2, the protest petiion filed in this case should not be treated to be a complaint petition and in support of this contention she has also placed reliance on the case of Rameshwar Prasad (supra) which has been referred to in paragraph no. 7 of this judgments. Her contention is that in the said case the protest petition has not been treated to be a complaint petition and therefore in the present case also it should not be so treated. I, however, do not find any force in this contention for the reasons noted below. 16. As will appear from paragraph no. (1) of this reported case there the protest petition was a petition in which the only prayer made was that the Magistrate shoula direct the statements of some of the prosecution witnesses to be recorded under section 164 of the Code. In view of this solitary prayer it was held that this protest petition does not come in the definition of a complaint petition within the meaning of section 4(h)(old) [Sec. 2(d) (New)] of the Code. In the present case it is not so, as has been noticed in paragraph no. 8 of this judgment.
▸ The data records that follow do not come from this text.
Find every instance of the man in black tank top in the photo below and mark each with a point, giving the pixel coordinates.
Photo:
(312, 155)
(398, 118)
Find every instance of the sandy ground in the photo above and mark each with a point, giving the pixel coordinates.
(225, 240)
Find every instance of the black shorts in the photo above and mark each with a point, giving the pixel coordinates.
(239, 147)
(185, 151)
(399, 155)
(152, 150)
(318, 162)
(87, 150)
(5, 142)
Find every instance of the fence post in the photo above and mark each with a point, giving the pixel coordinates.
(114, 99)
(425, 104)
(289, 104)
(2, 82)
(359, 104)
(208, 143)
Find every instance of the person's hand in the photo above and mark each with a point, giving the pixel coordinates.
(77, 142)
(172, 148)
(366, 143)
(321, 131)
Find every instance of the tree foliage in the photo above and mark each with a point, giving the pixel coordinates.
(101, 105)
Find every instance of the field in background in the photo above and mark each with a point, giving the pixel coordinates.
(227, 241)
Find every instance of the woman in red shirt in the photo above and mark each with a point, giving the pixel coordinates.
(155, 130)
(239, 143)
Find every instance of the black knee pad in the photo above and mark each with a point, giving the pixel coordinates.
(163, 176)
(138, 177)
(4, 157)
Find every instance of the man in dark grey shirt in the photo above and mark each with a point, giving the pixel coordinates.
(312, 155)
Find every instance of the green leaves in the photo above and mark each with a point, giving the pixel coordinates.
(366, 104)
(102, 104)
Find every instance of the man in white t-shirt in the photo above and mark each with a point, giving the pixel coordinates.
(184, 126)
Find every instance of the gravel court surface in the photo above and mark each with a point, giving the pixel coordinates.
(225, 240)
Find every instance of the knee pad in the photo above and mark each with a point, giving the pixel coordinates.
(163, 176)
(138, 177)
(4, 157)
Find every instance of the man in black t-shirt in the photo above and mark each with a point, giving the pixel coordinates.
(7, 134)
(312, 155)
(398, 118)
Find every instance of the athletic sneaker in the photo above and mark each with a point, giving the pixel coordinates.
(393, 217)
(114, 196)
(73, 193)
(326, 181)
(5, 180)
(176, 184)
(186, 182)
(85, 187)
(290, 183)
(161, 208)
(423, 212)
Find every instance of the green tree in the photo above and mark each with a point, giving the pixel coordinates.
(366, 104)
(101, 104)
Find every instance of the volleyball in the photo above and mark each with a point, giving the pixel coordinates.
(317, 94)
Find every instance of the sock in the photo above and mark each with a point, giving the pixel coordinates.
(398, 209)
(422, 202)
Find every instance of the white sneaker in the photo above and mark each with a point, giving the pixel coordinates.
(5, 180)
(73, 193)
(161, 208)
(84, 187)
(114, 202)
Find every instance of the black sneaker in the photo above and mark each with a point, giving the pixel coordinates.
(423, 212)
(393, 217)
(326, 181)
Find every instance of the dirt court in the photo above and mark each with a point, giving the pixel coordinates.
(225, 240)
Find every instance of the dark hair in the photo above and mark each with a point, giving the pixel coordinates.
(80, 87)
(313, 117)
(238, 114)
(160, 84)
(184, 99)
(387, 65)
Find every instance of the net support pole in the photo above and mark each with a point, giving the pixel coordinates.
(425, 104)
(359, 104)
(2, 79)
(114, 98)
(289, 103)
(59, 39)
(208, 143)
Hence this contention of the learned counsel is rejected. 17. In the result this revision petition is allowed and the impugned order dismissing the complaint petition under section 203 of the Code is quashed. The learned Magistrate is directed to hold further enquiry into the matter under section 398 of the Code and to proceed in accordance with law on the basis of the complaint petition, statement of the complainant on solemn affirmation and the evidence of the witnesses recorded by him.